Malware has been written into DNA for the first time

Malware has been written into DNA for the first time

Researchers demonstrated for the first time that it is possible to remotely compromise a computer using information stored in DNA.

The other good news is that creating the molecular malware was harder than the researchers expected. In the paper, the team goes so far as to say: "We have no reason to believe that there have been any attacks against DNA sequencing or analysis programs". They then fed this sample into a computer through a DNA sequencing machine that began decoding the sample.

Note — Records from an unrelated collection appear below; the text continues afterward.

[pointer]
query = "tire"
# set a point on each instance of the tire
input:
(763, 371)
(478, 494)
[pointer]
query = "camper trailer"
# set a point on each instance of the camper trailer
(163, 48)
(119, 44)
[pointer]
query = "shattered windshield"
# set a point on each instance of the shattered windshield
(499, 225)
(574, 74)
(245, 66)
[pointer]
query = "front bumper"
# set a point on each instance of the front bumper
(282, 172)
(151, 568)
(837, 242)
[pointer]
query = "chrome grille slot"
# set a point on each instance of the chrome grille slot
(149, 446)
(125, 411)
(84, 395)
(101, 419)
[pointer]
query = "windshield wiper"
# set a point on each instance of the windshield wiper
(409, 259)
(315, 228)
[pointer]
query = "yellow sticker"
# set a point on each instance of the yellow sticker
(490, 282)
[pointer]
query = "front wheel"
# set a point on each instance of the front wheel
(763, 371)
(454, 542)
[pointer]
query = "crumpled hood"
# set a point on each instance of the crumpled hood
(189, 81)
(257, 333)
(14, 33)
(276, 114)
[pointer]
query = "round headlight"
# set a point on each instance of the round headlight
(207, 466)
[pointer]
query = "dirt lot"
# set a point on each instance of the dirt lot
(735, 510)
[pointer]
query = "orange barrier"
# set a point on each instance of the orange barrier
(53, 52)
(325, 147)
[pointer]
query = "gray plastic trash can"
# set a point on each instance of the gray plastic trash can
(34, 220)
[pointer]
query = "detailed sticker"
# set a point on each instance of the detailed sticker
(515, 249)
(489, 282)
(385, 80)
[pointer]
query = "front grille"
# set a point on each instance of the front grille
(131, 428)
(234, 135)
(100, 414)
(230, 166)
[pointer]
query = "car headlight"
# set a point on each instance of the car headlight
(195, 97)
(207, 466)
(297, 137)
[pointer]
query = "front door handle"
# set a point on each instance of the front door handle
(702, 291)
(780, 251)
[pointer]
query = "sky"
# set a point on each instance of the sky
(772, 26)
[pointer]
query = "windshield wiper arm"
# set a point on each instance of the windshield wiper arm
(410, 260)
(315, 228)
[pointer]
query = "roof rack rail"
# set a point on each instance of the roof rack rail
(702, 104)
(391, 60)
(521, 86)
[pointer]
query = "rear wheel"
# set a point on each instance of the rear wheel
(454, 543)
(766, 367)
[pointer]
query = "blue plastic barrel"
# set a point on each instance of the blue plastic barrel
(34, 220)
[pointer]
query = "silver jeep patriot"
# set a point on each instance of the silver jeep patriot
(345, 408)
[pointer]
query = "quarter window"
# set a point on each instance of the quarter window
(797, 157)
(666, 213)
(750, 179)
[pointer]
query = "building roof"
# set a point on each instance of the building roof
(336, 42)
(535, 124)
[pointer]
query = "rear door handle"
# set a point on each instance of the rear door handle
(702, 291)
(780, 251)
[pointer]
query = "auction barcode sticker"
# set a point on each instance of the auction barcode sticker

Software that reads DNA will translate gene letters into binary digits of 0 and 1.

Scientists at the University of Washington in Seattle, have successfully been able to code a malware program into a DNA sample and use it to hack into a computer that was studying it.

"As these molecular and electronic worlds get closer together, there are potential interactions that we haven't really had to contemplate before", said Luis Ceze, a co-author of the study.

To carry out the weird hack, researchers encoded malicious software into a small stretch of DNA they ordered online.

'It remains to be seen how useful this would be, but we wondered whether under semi-realistic circumstances it would be possible to use biological molecules to infect a computer through normal DNA processing, ' said co-author Peter Ney.

A big revolution in genomic sciences is taking place now as the researchers are looking to find new ways to store data using DNA and improve the existing techniques of DNA sequencing.

Anyone who creates an account at DNA research institutes could also submit sequencing files that could be malicious.

'Even if someone wanted to do this maliciously, it might not work - but we found it is possible.

The research was carried out by a team led by Paul G. Allen from the school of computer science and engineering at the University of Washington and will be presented at the USENIX Security Symposium later today.

'We look at emerging technologies and ask if there are upcoming security threats that might manifest, so the idea is to get ahead, ' said Peter Ney, one of the scientists involved in the project.

Output from a sequencing machine that includes the team's exploit, which is being sequenced with unrelated strands. If hackers managed to use this technique to infect DNA with the same exploit, they could potentially change test results and gain access to personal information and a company's intellectual property. The researchers who developed it argue an attacker could use it to hack any computer in the DNA sequencing pipeline. While there are regulations to prevent synthesizing biological viruses such as chicken pox, the researchers warn it may be more hard to detect executable code in DNA.

The team introduced the DNA into E. coli at a rate of one frame per day for five days.

Because the CRISPR system adds DNA snippets sequentially, the position of each snippet in the array could be used to determine the original frame to which the snippet belonged - allowing the "movie" to be reconstructed.